With regard to Count 3 of the counterclaim, the plain language of 11 U.S.C. § 544(a)(1) does not support the Trustee's cause of action. This section, in conjunction with N.J.S.A. 12A:9-317, permits a trustee to stand in the shoes of a judicial lien creditor of the debtor, and to take priority over certain creditors of the debtor. Emphasizing the words "of the debtor," it becomes evident that the Trustee may not use § 544 as a tool to avoid the claims or lien interests held by creditors of anon-debtor, in this case Vanguard. That the Trustee may allege certain wrongful conduct by GECC or knowledge of wrongful conduct by Allserve is of no moment. While the Trustee's claims in Counts 1, 2, 4 and 5 require proof of some type of knowledge, intent or bad faith on the transferee's part, and likewise involve allegations under an alter ego theory, his effort to avoid GECC's lien under 11 U.S.C. § 544(a)(1) and N.J.S.A. 12A:9-317 does not require such a showing. Rather these sections act in a vacuum to strictly address priority among and between lienholders. As the Court suggested at oral argument, a wholly innocent and undisputed good faith lender to Vanguard, which extended credit and took a lien on Vanguard's assets after the Allserve bankruptcy filing, would likewise find its lien ensnared in the Trustee's lien avoidance trap. To allow the Trustee to do so would create a significant hardship on innocent parties and wreak havoc in the commercial lending industry — giving rise to serious public policy implications. If a trustee were permitted to use the avoidance powers of § 544(a) in such a manner, any creditor lending to a non-debtor entity would face a nearly unavoidable risk of having its lien avoided by a bankruptcy trustee of a third party. In fact, the only safeguard a lendor may have in such a situation is to demand an opinion letter from the borrower in order to determine that its interests are secure from a trustee's alter ego attacks, unnecessarily increasing the costs of financing. Accordingly, this Court finds that GECC's motion to dismiss as it relates to Count 3 of the Trustee's counterclaim is GRANTED.
III. CONCLUSION
GECC's motion to dismiss is DENIED as to Counts 1, 2, 4 and 5, and GRANTED as to Count 3.

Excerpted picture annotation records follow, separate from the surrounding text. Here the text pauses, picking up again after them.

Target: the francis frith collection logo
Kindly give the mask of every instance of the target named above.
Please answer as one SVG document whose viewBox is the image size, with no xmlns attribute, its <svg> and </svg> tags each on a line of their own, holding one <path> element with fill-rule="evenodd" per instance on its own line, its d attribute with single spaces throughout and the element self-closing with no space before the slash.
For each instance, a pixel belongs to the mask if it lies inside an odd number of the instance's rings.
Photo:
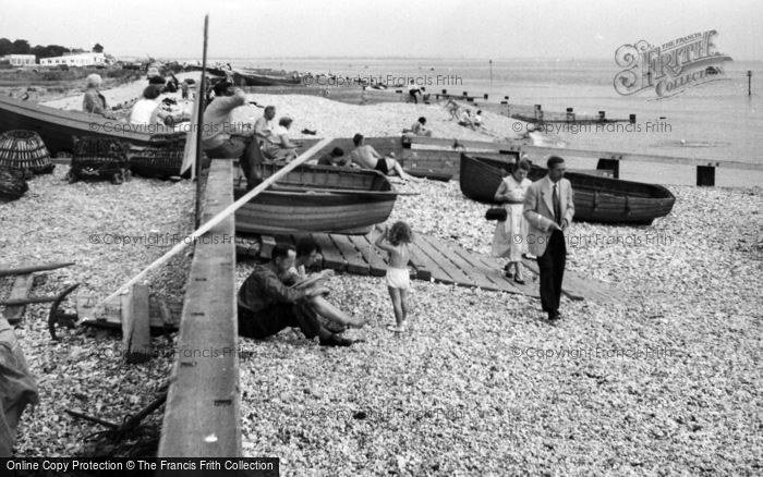
<svg viewBox="0 0 763 477">
<path fill-rule="evenodd" d="M 615 90 L 633 95 L 654 89 L 665 98 L 687 88 L 723 80 L 723 63 L 731 57 L 716 50 L 714 29 L 677 38 L 661 46 L 640 40 L 623 45 L 615 52 L 617 65 L 623 68 L 615 75 Z"/>
</svg>

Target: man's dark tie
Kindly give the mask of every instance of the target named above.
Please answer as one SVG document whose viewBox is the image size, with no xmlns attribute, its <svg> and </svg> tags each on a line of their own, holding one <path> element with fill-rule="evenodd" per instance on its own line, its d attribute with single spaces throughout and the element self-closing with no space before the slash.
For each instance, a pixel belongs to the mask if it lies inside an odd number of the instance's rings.
<svg viewBox="0 0 763 477">
<path fill-rule="evenodd" d="M 554 200 L 554 218 L 556 219 L 556 223 L 561 227 L 561 203 L 559 201 L 559 193 L 556 188 L 557 183 L 554 183 L 554 194 L 553 194 L 553 200 Z"/>
</svg>

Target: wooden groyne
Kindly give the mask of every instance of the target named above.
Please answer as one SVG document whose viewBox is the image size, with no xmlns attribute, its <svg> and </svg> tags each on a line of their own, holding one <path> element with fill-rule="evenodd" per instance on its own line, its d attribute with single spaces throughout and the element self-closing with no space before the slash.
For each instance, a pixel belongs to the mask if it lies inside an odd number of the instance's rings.
<svg viewBox="0 0 763 477">
<path fill-rule="evenodd" d="M 232 161 L 215 159 L 202 222 L 233 204 Z M 241 456 L 235 233 L 229 216 L 195 243 L 159 441 L 160 457 Z"/>
</svg>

NOTICE OF JUDGMENT OR ORDER Pursuant to Fed.R.Bankr.P. 9022
Please be advised that on May 17, 2007, the court entered the following judgment or order on the court's docket in the above-captioned case:
Document Number: 46 — 20
Opinion (related document:[20] Motion to Dismiss Adversary Proceeding filed by Intervenor General Electric Capital Corporation). The following parties were served: Plaintiff, Plaintiff's Attorney, Defendant, Defendant's Attorney, Intervenor and Intervenor's attorney. Signed on 5/17/2007 (mrg)
Parties may review the order by accessing it through PACER or the court's electronic case filing system (CM/ECF). Public terminals for viewing are also available at the courthouse in each vicinage.